Hoje em dia, depois de milhares de livros, filmes e documentários acerca do nazismo, das suas origens, dos seus protagonistas e dos seus crimes terem sido divuldados até à exaustão, ninguém, a não ser os negacionistas radicais, romantiza o nazismo ou considera que o Hitler foi um desvio de uma boa ideologia ou intenção que lhe esteve subjacente, como pensava Heidegger. Isso acontece em grande parte pelo facto dos alemães terem aberto à comunidade mundial os arquivos e toda a documentação dessa época e serem transparentes em relação a tudo. 

 

Com o comunismo isso não é assim. Nunca os arquivos russos ou chineses foram completamente expostos à comunidade internacional, praticamente não existem publicadas fotografias, documentários e, poucos são os livros sobre essas dezenas de anos de terror e crimes soviéticos e maoístas, nem os seus protagonistas e apoiantes são passados a pente fino em todas as suas facetas como acontece com os nazis. Não há dezenas de filmes a mostrar o que são esses anos de regime comunista. Antes pelo contrário. Há um secretismo e uma tentativa de branqueamento e romantização dos crimes e da ideologia que lhe subjaz.

 

O Parlamento russo aprovou recentemente uma lei que afirma que qualquer pessoa que deprecie a história da Rússia na Segunda Guerra Mundial pode ter que pagar multas ou ser preso por até cinco anos.

Ainda há pouco tempo a Rússia considerou ofensivo o filme que satiriza a morte de Stalin dizendo que lhe retira dignidade (qual dignidade...?). Não me lembro de ver a Alemanha criticar os filmes que gozam com a figura do Hitler. Mas os russos, em resposta à série da HBO sobre Chernobyl, apressaram-se a fazer uma série em que responsabilizam a CIA pelo desastre. Não aceitam nenhum escrutínio, nenhuma crítica.

 

Há um apagão sobre o que foram os regimes comunistas. O Lenine, que juntamente com o Marx e o Engels era posto em andores (os seus gigantes retratos) e passeados em procissão, tal como a Senhora de Fátima, para os crentes adorarem, ainda hoje são glorificados. O Lenine, um criminoso frio e calculista está embalsamado e preservado como um santo na Praça Vermelha, para o povo venerar.

 

À conta de se esconder os crimes gigantes dos regimes comunistas ainda há quem defenda que o comunismo foi um desvio do Marxismo. 

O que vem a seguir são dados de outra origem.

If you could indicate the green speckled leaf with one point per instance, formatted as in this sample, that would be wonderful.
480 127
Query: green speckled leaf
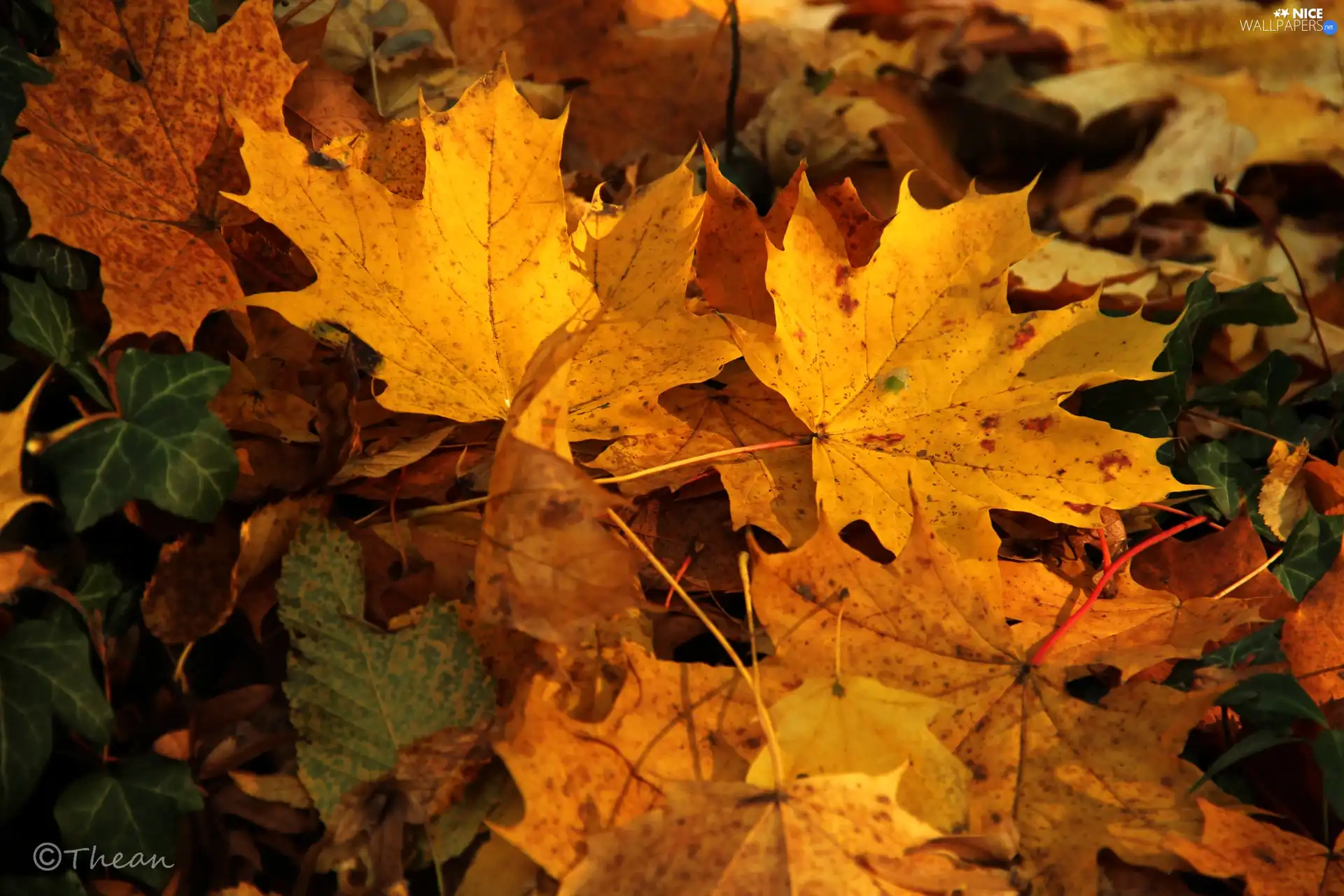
166 448
358 695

Eu separo o Marx filosófico e critico económico, do Marx-Engels ideólogos, pretensos solucionadores dos problemas da injustiça social com implementação de ditaduras. 

 

A ideologia do Marx-Engels com receitas para resolver problemas sociais está assente num grande desprezo pelos seres humanos enquanto indivíduos, pessoas com uma dimensão psicológica, ética e ontológica. Toda a receita deles está projectada segundo o pressuposto do materialismo determinista social; da ideia de que os trabalhadores estão marcados pelo anjo e o capitalista pelo demónio; que o simples e ingénuo é puro e o outro, o complexo instruído é malévolo. A ideologia é tudo, a pessoa é nada. Ainda, como dizia Popper, apesar de se proclamarem uma ideologia científica são completamente fechados à crítica. E assim continuam.

 

O primeiro gulag surge logo em 1919. Durante a guerra civil mais de 100 mil pessoas foram executadas por motivos políticos. Houve execuções com escalpelamentos, empalamentos e fogueiras humanas, como acontece quando se dá ordem de soltura aos piores instintos dos homens. Cinco milhões de pessoas perderam a vida na 'deskulakização'. Lenine confiscava alimentos em nome da revolução. A limpeza étnica de 12 milhões de ucranianos no Holodomor. E os gulags, claro, para onde eram enviadas as pessoas nas grandes purgas, muitas vezes porque queriam trabalhadores-escravos e não queriam ter que lhes pagar salários. Os assassinatos por paranóia do Estaline. O massacre de "Grischino", o de ´Teodósia', o de 'Katyn', as violações massivas de dezenas de milhares de alemãs na tomada de Berlim, o encarceramento compulsivo de opositores políticos em antros psiquiátricos, a repressão nos países da esfera soviética, as perseguições da NKVD aos religiosos, a tortura como método corrente de domesticar o povo...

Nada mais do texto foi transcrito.